Thursday, 10/01/2015 3:45:36 PM

Thursday, October 01, 2015 3:45:36 PM

Post# of 123598
Agreed the optics does not look good, and they should do something about that.

But what puzzles me the most is the financials. based on a stock sale of .0001 and using the numbers Adanac provides, it just does not compute. They're losing more money than making, so I say why continue?

I highlighted the years where the loss is created than the stock sale.
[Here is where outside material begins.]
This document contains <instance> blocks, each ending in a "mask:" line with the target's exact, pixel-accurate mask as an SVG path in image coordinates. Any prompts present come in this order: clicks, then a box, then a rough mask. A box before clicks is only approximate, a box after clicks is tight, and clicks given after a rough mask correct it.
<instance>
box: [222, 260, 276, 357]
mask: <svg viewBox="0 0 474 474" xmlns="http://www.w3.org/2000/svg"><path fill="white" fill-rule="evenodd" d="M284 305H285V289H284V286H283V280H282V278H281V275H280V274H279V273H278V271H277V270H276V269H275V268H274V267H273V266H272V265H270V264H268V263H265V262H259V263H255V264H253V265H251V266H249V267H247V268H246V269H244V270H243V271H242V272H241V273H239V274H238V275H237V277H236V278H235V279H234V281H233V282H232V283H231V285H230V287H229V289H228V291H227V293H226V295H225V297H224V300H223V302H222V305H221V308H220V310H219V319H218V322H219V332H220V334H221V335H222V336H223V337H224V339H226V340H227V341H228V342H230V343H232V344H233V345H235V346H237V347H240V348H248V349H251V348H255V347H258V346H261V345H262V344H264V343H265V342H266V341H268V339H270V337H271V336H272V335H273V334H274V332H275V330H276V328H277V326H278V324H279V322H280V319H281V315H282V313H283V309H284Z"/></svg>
Am I missing something?

Stock Sale proceeds
2015 TRADING YTD========$209,808.00 (loss over 2 million)
2014 TRADING TOTAL======$468,073.00 (loss 363,656)
2013 TRADING TOTAL=======$45,308.00 (loss 254,633)
2012 TRADING TOTAL======$249,420.00 (loss 292,240)
2011 TRADING TOTAL======$578,102.00 (loss 505,276)
2010 TRADING TOTAL======$433,297.00 (loss 756,857)
2009 TRADING TOTAL====$6,892,355.00 (loss 210,865)

Below is a chart showing the federal net operating losses and the years in which they will expire:
Year Expiration Amount

2009 2029 210,865
2010 2030 756,857
2011 2031 505,276
2012 2032 292,240
2013 2033 254,663
2014 2034 363,659
2015 2035 2,317,318
Total NOL 53,874,244

81,450,367,410 + 2015 === 83,548,953,282 (as of 26/09)
Stock Sale proceeds = $8,354,895.00
Total Losses = $53,874,244.00

Why continue down this path?

http://www.otcmarkets.com/financialReportViewer?symbol=PYCT&id=145075

Nothing I state is intended to be a recommendation to buy or sell, opinion only. Readers are solely responsible for how they use the information.